In a sense, this is the same approach Nvidia is taking with its CUDA platform that targets a range of its GPUs. These GPUs are similar, but each has slight differences hidden by the CUDA support. Having their own framework makes it difficult for developers to move to different platforms. CUDA handles more than just artificial-intelligence (AI) and ML applications. Developers targeting higher-end ML tools like TensorFlow can usually move from platform to platform including Arm’s ML processor.
Nvidia’s NVDLA
Nvidia has also released the NVIDIA Deep Learning Accelerator (NVDLA) as open-source hardware. NVDLA is used in the company’s Xavier system-on-chip (SoC) designed for automotive and self-driving car applications.
2. The machine-learning processor developed by Arm consists of an array of compute engines with MAC convolution and programmable layer engines.
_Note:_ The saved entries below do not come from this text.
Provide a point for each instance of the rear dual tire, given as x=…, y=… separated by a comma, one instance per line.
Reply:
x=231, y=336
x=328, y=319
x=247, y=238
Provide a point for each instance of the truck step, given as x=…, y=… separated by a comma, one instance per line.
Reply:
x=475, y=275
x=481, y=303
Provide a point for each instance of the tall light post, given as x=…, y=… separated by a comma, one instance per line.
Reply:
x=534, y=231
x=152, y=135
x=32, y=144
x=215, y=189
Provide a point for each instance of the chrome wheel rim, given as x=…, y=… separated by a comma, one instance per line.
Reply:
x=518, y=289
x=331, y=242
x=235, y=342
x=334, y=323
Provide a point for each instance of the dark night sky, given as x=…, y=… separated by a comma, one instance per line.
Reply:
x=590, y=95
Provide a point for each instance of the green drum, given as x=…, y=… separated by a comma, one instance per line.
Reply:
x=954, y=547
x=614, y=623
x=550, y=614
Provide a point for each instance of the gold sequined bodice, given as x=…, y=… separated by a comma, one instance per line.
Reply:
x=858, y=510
The ML processor incorporates an array of up to 16 sophisticated compute engines (Fig. 2). Each engine has its own local memory that’s used by the modules to process DNN models. The flow is typical for DNN implementations, starting with weights being applied to incoming data, processing via the MAC convolution engine, and then results processed by the programmable layer engine (PLE). The MAC convolution engine has 128 multiple-accumulate (MAC) units.
The PLE (Fig. 3) is a vectorized microcontroller that processes the result of the convolution. It’s more like a RISC platform optimized for wrapping up the processing of a layer for a section of a DNN model that has many layers. The processing requires many iterations through the system, which will be processing sections in parallel. The PLE handles chores such as pooling and activation.
3. The Arm programmable layer engine is essentially a vectorized microcontroller designed to handle neural-network layer operations.
At TOPS Speed
Arm’s initial implementation is designed to deliver 4.6 tera operations/s (TOPS). The version designed for high-end mobile devices is designed to deliver 3 TOPS/W using 7-nm chip technology. The design is scalable, allowing it to be employed with Arm’s range of microcontroller and microprocessor designs. The system is designed to scale from 20 gigaoperations/s (GOPS) for the Internet of Things (IoT) to 150 TOPS for high-end enterprise applications. Of course, low-end platforms will not be as powerful, but will use much less power.
Part of the challenge of nailing down a final design is how to address details such as the type and magnitude of the weights involved in the DNN. The datatypes may be as small as one bit, and a number of tiny floating-point formats are being used in ML research.
More details are expected later this year. In the meantime, though, developers are already using Arm CPU and GPU platforms for ML tasks.